するとデビさんはその場を離れて扉の方へと向かう。


「デビさんどこ行くんですか」

「帰るのじゃ、起きたら腹減ったから何か食べて来る。もう妾を呼びつけるなよ!」


そう言うとそのまま出て行ってしまった。


———————————————————————————

「たくっ一体何なのじゃ、無理矢理起こされて気分が最悪じゃ。
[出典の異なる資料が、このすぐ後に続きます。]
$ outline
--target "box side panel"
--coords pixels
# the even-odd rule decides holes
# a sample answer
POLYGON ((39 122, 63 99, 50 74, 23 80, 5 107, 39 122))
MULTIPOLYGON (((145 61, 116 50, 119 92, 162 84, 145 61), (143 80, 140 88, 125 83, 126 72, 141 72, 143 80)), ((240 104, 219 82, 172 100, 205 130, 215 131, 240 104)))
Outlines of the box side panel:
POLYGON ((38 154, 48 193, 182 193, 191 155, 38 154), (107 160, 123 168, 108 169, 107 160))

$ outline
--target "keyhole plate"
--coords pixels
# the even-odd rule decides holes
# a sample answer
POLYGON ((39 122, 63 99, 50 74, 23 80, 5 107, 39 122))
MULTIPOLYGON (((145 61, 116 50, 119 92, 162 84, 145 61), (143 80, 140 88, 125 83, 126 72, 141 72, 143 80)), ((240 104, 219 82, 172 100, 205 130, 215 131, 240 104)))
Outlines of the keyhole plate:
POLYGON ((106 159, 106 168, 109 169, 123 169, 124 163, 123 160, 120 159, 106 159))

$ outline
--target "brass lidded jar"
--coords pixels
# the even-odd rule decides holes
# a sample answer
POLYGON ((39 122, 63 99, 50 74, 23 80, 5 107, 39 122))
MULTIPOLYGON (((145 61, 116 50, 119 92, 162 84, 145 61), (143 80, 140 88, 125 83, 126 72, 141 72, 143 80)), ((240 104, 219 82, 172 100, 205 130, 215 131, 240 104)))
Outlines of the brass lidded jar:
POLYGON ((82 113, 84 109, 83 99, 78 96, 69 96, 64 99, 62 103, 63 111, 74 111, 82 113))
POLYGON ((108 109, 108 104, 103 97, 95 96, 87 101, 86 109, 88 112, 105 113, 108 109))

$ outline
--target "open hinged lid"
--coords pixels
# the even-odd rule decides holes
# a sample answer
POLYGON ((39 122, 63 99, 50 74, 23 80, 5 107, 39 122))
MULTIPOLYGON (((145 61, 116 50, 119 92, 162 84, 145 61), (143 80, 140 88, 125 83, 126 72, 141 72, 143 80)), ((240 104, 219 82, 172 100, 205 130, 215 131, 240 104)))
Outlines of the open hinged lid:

こういう時は甘いものを食べるのに限るのじゃ」


デビは食堂に行くとスイーツをありったけ頼む。

そして机に並べるとその中の一つを手に取る。


「それじゃあいっただきまーす!」


デビは大きく口を開けてそこにかぶりついた。


「‥‥‥いっだーーーーー!!!?」


だがそこには口の中に広がる甘味はなく、自分の腕を噛んだ血の味が広がって行く。


「おっどうやら成功したみたいですね」

「上手くいったようだ」

「なっ!?お主ら、これは一体どういう事じゃ!妾のスイーツセットは!」

「すみませんデビさん、実は検証はまだ終わってなかったんですよ」


リドルは爽やかな笑みを浮かべて謝罪の言葉を言う。

だがデビは嚙んだ手を冷やしながらリドルに詰め寄った。


「意味分からないのじゃ!と言うかお主、全然謝ってないじゃろ!」

「私の魔法は身構えられたら効かないが、不意に発動させたら効くと言う事か。これは良い情報を得た、最初に印を施せば忘れたことに発動すれば、成功する確率が高い」

「よかったですね、これで希望が持てます」

「くっお主ら、絶対に許さないのじゃ!!」


その後、デュラがデビの手に包帯を巻いてお詫びのご飯を奢ってあげた。